GERECHTSHOF DEN HAAG

Afdeling Civiel recht
Zaaknummer : 200.174.212/01
Zaak- en rolnummer rechtbank : 4015977 / VV EXPL 15-188

arrest van 19 april 2016

inzake

[appellant],

wonende te Rotterdam,
appellant,
hierna te noemen: [appellant],
advocaat: mr. J. Hemelaar te Leiden,
tegen

Stichting Woonstad Rotterdam,

gevestigd te Rotterdam,
geïntimeerde,
hierna te noemen: Woonstad,
advocaat: mr. R. van der Hoeff te Rotterdam.

Het geding

1. Voor het verloop van het geding tot aan het tussenarrest van 25 augustus 2015 verwijst het hof naar dat arrest. De in het arrest bevolen comparitie heeft plaatsgevonden op 28 oktober 2015. Van die comparitie is een proces-verbaal opgemaakt dat zich bij de stukken bevindt. Bij memorie van grieven met producties heeft [appellant] vervolgens zeven grieven tegen het bestreden vonnis aangevoerd en toegelicht. Bij memorie van antwoord, tevens houdende vermeerdering van eis, heeft Woonstad op de grieven gereageerd en haar eis vermeerderd. De zaak is vervolgens voor beraad partijen verwezen naar de rol van 16 februari 2016, bij welke gelegenheid Woonstad arrest heeft gevraagd. De zaak is nogmaals naar de rol verwezen voor beraad partijen, en wel die van 1 maart 2016. [appellant] heeft ook bij die gelegenheid geen instructie gegeven, waarop arrest is bepaald.

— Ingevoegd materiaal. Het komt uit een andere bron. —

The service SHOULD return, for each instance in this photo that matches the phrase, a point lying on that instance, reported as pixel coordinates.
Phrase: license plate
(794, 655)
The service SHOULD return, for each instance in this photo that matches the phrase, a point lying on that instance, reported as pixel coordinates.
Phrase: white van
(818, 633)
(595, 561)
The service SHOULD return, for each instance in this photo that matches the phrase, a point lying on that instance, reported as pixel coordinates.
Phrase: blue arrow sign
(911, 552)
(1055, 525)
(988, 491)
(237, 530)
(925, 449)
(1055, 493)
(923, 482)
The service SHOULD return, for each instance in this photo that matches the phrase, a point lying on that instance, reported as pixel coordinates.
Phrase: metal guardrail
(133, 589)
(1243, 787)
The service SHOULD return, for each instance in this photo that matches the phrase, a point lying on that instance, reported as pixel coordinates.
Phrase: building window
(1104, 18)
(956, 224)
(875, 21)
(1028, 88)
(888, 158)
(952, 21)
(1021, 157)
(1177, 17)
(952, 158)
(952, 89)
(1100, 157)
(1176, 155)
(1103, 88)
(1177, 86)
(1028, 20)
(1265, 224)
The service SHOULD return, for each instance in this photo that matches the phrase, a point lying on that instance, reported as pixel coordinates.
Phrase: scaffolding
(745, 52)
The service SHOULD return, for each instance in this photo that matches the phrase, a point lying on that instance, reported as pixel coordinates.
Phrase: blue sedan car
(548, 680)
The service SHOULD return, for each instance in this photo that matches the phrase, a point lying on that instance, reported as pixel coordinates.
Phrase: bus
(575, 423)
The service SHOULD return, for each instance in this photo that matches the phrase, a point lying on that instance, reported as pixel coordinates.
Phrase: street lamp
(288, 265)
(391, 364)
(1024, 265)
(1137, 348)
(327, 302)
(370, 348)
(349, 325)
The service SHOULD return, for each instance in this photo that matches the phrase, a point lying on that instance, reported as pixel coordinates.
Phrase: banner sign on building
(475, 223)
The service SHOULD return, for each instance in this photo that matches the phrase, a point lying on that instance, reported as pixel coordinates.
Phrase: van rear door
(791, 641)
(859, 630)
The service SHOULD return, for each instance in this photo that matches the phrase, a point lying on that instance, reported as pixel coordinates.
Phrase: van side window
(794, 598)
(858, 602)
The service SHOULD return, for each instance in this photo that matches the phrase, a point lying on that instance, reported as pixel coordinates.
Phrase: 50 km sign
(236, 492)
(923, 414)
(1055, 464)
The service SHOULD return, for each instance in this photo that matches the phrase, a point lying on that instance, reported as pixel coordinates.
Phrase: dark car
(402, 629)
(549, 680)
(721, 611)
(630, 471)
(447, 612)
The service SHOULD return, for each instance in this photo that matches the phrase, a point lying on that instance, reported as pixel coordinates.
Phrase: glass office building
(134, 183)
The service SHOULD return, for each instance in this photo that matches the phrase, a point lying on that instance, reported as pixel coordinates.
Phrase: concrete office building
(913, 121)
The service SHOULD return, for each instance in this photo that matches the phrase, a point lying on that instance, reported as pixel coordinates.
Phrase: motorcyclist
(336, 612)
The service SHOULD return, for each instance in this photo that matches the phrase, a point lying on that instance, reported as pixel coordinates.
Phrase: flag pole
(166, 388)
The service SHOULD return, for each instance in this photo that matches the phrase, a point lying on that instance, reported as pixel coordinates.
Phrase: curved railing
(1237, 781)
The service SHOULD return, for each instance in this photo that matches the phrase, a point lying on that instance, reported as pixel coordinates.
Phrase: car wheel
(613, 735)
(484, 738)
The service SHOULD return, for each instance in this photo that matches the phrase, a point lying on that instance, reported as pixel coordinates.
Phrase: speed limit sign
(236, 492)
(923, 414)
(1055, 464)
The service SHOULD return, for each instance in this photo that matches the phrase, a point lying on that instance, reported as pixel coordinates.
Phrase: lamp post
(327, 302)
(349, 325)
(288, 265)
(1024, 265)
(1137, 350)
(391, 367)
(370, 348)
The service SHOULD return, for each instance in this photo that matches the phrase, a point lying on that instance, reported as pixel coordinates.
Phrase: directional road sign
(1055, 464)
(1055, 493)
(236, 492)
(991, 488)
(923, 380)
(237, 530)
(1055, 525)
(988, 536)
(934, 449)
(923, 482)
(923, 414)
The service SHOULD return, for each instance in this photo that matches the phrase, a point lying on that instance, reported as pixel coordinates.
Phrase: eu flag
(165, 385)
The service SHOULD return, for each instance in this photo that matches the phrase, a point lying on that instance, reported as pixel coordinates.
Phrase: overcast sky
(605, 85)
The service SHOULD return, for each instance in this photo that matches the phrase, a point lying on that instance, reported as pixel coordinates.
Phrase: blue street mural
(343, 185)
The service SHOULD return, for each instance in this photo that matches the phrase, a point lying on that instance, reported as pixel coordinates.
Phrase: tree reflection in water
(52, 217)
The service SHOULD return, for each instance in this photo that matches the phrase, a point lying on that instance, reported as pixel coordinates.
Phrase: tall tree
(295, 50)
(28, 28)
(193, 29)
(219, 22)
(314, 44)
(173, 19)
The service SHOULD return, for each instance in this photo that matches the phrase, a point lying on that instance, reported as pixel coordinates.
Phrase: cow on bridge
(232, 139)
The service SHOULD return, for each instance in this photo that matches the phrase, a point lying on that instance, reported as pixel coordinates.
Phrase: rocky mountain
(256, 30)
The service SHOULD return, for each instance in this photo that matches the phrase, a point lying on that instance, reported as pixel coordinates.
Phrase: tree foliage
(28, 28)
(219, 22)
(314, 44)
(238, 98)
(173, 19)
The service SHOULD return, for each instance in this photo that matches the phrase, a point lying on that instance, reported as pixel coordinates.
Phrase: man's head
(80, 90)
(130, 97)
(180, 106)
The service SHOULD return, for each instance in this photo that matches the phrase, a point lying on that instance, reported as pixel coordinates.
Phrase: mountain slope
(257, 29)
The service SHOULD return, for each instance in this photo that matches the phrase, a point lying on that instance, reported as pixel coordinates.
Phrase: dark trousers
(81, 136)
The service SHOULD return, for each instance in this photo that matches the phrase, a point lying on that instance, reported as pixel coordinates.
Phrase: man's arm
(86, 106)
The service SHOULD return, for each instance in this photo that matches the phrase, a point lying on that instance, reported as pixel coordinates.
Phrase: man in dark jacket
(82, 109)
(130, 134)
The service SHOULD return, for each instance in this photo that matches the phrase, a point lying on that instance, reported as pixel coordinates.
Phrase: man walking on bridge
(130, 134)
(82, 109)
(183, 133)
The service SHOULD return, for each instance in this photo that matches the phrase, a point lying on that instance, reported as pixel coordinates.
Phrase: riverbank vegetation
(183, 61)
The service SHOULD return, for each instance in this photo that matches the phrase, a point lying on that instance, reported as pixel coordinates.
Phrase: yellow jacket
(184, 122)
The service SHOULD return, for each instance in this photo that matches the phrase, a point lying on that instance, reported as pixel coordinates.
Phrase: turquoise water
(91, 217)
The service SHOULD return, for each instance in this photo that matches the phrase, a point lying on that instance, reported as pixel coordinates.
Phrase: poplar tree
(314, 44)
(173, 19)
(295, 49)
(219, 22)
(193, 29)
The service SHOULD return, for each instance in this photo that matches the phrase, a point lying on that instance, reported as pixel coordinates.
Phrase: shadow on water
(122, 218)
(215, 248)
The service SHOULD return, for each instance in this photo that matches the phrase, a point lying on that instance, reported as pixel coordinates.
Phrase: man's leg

Beoordeling van het hoger beroep

2. Het hof gaat uit van de volgende feiten:
[appellant] huurt sinds 8 oktober 2012 van Woonstad de woning aan [adres] (hierna: “de woning”). De woning bevindt zich op de bovenste woonlaag in een portiek van 8 woningen.
Op de huurovereenkomst zijn de algemene voorwaarden (versie juni 2009) van toepassing verklaard. Artikel 6.3 van de algemene voorwaarden luidt als volgt:

“Het is huurder niet toegestaan overlast aan omwonenden en/of andere huurders te veroorzaken en/of te doen veroorzaken door huisgenoten, huisdieren of door derden die zich vanwege huurder in het gehuurde of de gemeenschappelijke ruimten bevinden. Huurder dient de woning dusdanig te stofferen dat hij geen geluidsoverlast veroorzaakt.”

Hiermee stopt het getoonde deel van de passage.